For valuation purposes, the stability and contractual status of your specialist team is as important as the financial statements. Buyers will scrutinize employment agreements, non-compete clauses (where enforceable), compensation structures, and any indication of dissatisfaction or flight risk.

Preparing for a Sale

If you're considering selling your emergency or specialty hospital, the preparation process is more involved than a general practice sale.

Lock down your specialists. Ensure your key specialists are under employment agreements with reasonable terms. Non-compete agreements, where enforceable, add significant value. If specialists are currently at-will, consider offering retention incentives tied to multi-year commitments before going to market.

Document referral relationships. Create a detailed map of your referring veterinarian network — how many practices refer to you, their case volumes, any formal referral agreements. This data demonstrates the durability of your revenue stream.

Clean up your P&L. Emergency hospitals often have complex financials — 24/7 staffing, specialist compensation structures, high supply costs. Get a CPA experienced in veterinary practice accounting to prepare reviewed financials and calculate a clean, defensible EBITDA.

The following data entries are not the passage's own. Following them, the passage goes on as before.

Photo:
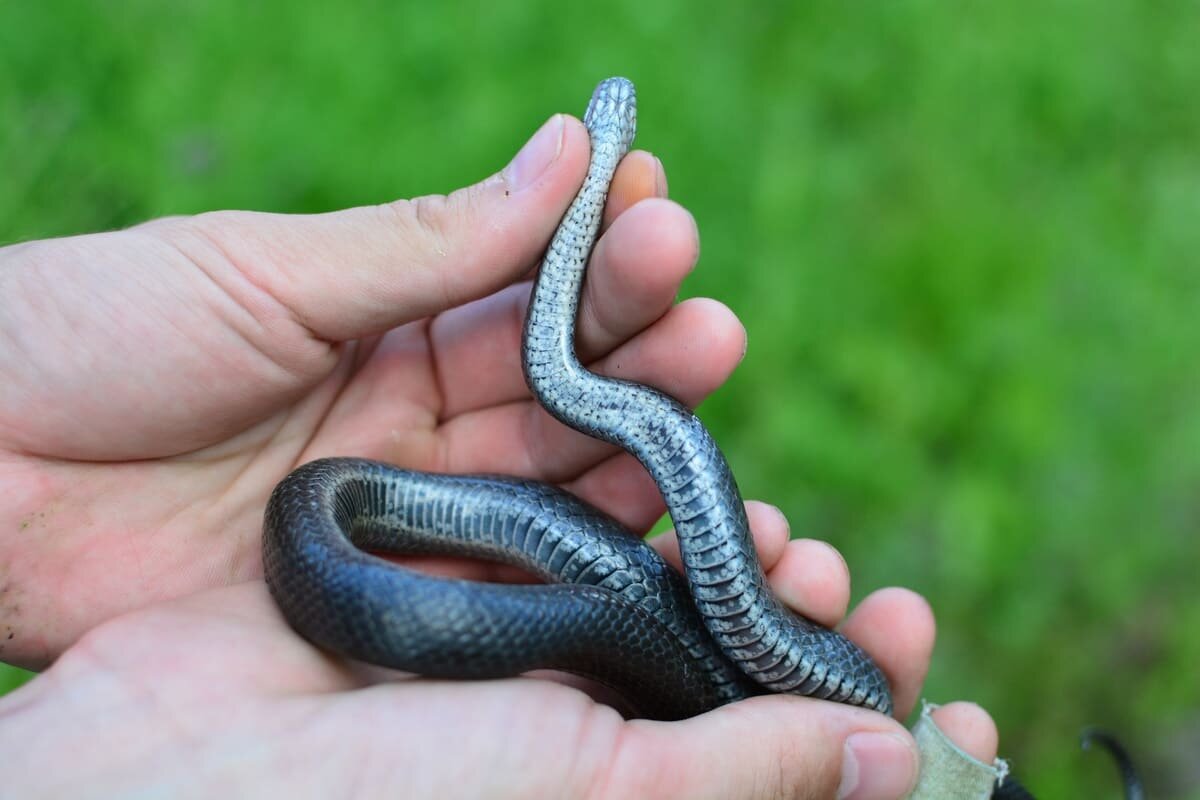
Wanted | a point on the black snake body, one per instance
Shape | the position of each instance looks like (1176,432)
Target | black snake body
(618,613)
(612,609)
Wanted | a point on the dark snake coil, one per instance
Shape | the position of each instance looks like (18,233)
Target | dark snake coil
(612,608)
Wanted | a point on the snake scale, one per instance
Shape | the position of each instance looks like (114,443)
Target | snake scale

Invest in your facility. First impressions matter in hospital acquisitions. Address deferred maintenance, upgrade waiting areas, and ensure your facility reflects the quality of medicine you practice.

Run a competitive process.Given the number of active buyers in this space, a structured sale process with an experienced M&A advisor will almost always produce a better result than a bilateral negotiation. The competitive tension among BluePearl, Ethos, MedVet, and PE-backed platforms is real, and it translates directly into higher multiples.

The Bottom Line

Veterinary emergency and specialty hospitals represent one of the most attractive asset classes in healthcare M&A right now. The combination of high revenue per case, significant barriers to entry, recession-resistant demand (pet owners don't skip emergencies), and aggressive consolidation by well-capitalized buyers has created a seller's market that shows no signs of cooling. If you've built a hospital with a strong specialist team, growing case volumes, and a solid referral network, the market is prepared to pay premium healthcare multiplesfor what you've built.